Betun, Vox NTT- Belum lama ini, dua politisi senior Kabupaten Malaka, Adrianus Bria Seran dan Devi Hermin Ndolu menyampaikan pesan moral menjelang Pilkada 9 Desember 2020 mendatang.
Pesan itu untuk menghindari potensi konflik antar-kubu di Kabupaten yang sedang dipimpin Bupati Stefanus Bria Seran itu.
Keduanya berharap agar berpolitik secara normal dan berpatokan pada budaya khas Malaka, Sabete – Saladi.

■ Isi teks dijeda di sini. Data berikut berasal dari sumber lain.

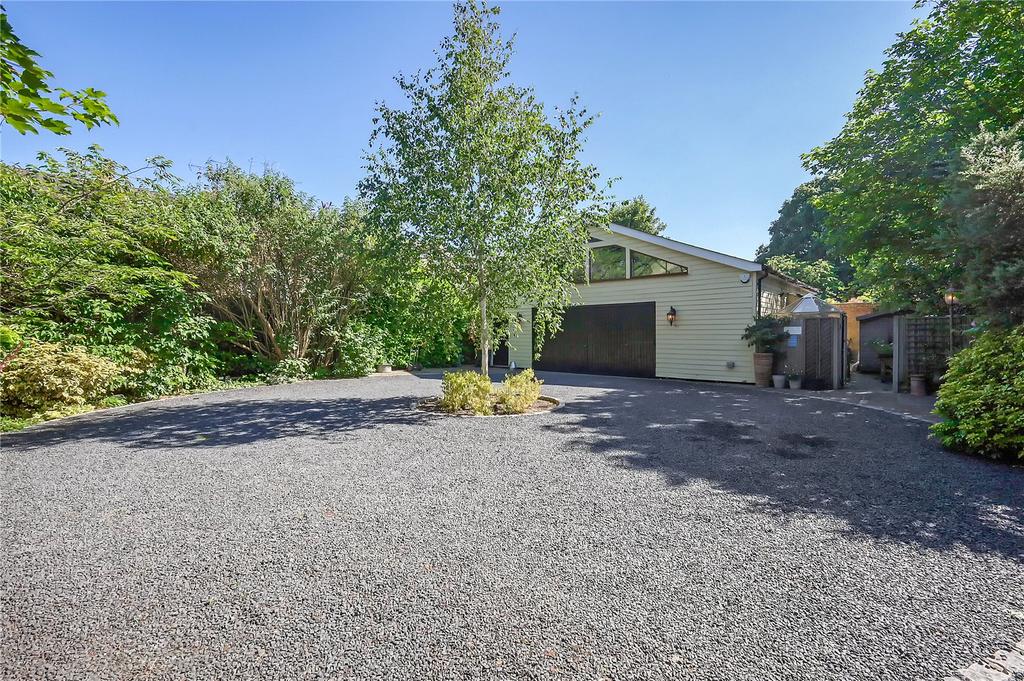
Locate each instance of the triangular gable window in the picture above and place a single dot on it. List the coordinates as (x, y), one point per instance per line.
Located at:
(642, 264)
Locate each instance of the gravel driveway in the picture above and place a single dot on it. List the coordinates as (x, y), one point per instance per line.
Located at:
(646, 528)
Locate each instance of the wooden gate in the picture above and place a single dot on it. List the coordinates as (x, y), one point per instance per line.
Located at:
(818, 341)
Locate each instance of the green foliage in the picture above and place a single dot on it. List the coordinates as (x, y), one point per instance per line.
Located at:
(48, 377)
(288, 371)
(888, 170)
(765, 334)
(360, 348)
(797, 236)
(28, 101)
(463, 391)
(982, 396)
(518, 392)
(637, 213)
(82, 264)
(881, 347)
(9, 339)
(987, 208)
(818, 274)
(475, 180)
(273, 263)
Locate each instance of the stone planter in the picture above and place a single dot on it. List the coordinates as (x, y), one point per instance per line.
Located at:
(762, 369)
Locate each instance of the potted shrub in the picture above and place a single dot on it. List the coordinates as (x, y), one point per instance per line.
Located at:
(763, 335)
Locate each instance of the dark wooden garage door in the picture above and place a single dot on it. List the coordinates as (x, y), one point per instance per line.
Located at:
(616, 340)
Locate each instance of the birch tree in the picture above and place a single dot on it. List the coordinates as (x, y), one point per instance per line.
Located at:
(486, 185)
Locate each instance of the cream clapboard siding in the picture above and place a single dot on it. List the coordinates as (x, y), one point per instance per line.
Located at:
(713, 307)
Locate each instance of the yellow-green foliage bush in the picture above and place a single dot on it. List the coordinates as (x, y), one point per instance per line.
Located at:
(466, 390)
(47, 377)
(518, 392)
(982, 396)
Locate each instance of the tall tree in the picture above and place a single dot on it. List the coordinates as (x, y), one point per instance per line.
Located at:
(798, 246)
(819, 274)
(889, 167)
(489, 189)
(637, 213)
(28, 101)
(987, 235)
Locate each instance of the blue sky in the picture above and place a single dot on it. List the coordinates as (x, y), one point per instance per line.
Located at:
(706, 108)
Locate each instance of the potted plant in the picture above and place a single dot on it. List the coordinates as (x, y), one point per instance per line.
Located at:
(763, 335)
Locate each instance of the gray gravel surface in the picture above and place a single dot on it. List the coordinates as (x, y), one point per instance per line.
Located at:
(645, 529)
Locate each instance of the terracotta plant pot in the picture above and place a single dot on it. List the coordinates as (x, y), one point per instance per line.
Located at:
(762, 369)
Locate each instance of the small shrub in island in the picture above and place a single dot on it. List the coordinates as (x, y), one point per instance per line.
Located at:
(471, 391)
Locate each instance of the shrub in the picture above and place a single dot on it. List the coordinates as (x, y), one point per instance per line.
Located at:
(518, 392)
(881, 347)
(48, 377)
(360, 347)
(466, 391)
(289, 371)
(982, 397)
(765, 333)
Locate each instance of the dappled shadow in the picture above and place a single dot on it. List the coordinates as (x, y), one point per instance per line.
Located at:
(787, 454)
(193, 424)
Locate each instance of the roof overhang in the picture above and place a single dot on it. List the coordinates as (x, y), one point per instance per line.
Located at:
(688, 249)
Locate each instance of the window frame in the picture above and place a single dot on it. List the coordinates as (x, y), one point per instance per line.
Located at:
(686, 270)
(626, 264)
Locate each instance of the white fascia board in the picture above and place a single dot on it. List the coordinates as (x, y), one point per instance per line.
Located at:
(688, 249)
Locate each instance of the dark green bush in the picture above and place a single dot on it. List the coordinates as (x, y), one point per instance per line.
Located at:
(288, 371)
(982, 396)
(765, 333)
(360, 348)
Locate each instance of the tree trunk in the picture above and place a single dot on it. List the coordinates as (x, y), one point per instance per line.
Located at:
(484, 338)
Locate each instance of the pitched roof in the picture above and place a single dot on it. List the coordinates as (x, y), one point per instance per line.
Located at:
(688, 249)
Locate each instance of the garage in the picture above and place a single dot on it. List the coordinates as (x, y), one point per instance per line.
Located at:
(616, 340)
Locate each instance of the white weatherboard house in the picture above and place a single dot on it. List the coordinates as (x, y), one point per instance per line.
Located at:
(657, 307)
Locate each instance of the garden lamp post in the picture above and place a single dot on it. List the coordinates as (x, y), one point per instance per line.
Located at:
(950, 297)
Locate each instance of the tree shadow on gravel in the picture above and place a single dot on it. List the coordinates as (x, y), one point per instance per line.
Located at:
(222, 423)
(794, 455)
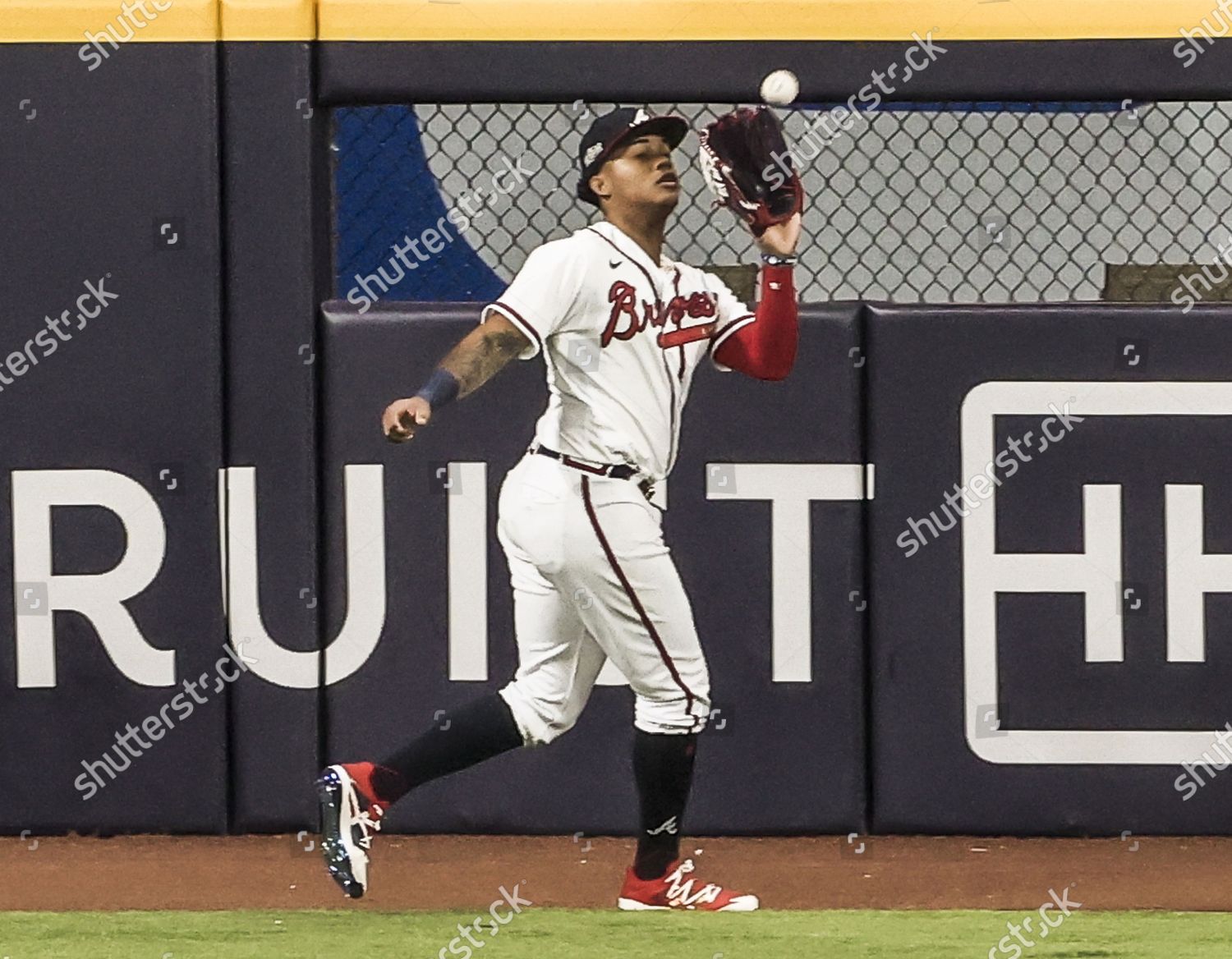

Adrianus Bria Seran sendiri adalah Ketua DPD II Partai Golkar Malaka, yang saat ini menjabat sebagai Ketua DPRD setempat. Sedangkan, Devi Hermin Ndolu adalah ketua DPC PDI Perjuangan Malaka, yang saat ini menjabat sebagai Wakil Ketua DPRD setempat.
Pesan moral keduanya hadir di tengah tensi politik kubu petahana dan penantang meninggi jelang Pilkada 9 Desember 2020 mendatang.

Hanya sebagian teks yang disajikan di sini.